The optimism about all this I shared with the AI people was impermeable. We didn’t know when, but AI would inevitably come (art is long, life is short, success was very far off). Its arrival would be an excellent thing, for as I’ve said, pursuing more intelligence was like pursuing more virtue. It had everything to recommend it. Our only adversaries then were the scoffers and the skeptics: this can never be done. How I failed to see that this was a human endeavor and would bring in its train all the flaws that have persistently bedeviled so much of human behavior, I can’t explain.

I failed to see what else lurked in the shadows.

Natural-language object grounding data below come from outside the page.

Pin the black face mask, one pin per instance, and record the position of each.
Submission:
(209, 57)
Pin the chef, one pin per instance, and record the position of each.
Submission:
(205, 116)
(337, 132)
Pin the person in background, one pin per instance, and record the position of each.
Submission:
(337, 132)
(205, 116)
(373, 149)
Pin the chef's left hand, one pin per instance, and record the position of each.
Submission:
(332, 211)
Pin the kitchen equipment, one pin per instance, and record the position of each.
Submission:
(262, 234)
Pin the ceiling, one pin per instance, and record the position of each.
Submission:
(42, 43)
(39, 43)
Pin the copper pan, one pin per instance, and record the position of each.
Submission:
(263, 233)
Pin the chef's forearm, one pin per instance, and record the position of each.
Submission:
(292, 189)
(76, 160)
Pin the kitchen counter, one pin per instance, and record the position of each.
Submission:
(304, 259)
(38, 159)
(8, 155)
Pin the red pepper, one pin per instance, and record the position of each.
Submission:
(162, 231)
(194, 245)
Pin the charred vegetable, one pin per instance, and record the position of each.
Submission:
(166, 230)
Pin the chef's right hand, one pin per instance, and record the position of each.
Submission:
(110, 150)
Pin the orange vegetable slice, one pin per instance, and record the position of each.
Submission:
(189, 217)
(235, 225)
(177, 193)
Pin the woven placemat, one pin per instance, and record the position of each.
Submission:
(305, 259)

Perhaps worse, I failed to know my own subconscious wish for AI, what its success might virtuously bring about. That wish was buried and wouldn’t surface for another three decades, to be deeply disappointed by AI’s flaws even as its influence dramatically ascended in the first two decades of the 21st century.


  1. Early 20th century art explicitly queried representation, too. Examples include Picasso and Braque with cubism; Magritte’s surrealism (Ceçi n’est pas une pipe); Duchamp’s Readymades; or James Joyce’s Ulysses. But it wouldn’t be until the introduction of computation into humanities scholarship that those scholars would have reason to query the precision of their own modes of representation. Chapter 26 has more about this topic.
  2. For years, I forgot I borrowed these terms from Matthew Arnold’s Culture and Anarchy, which I read in my freshman year of college.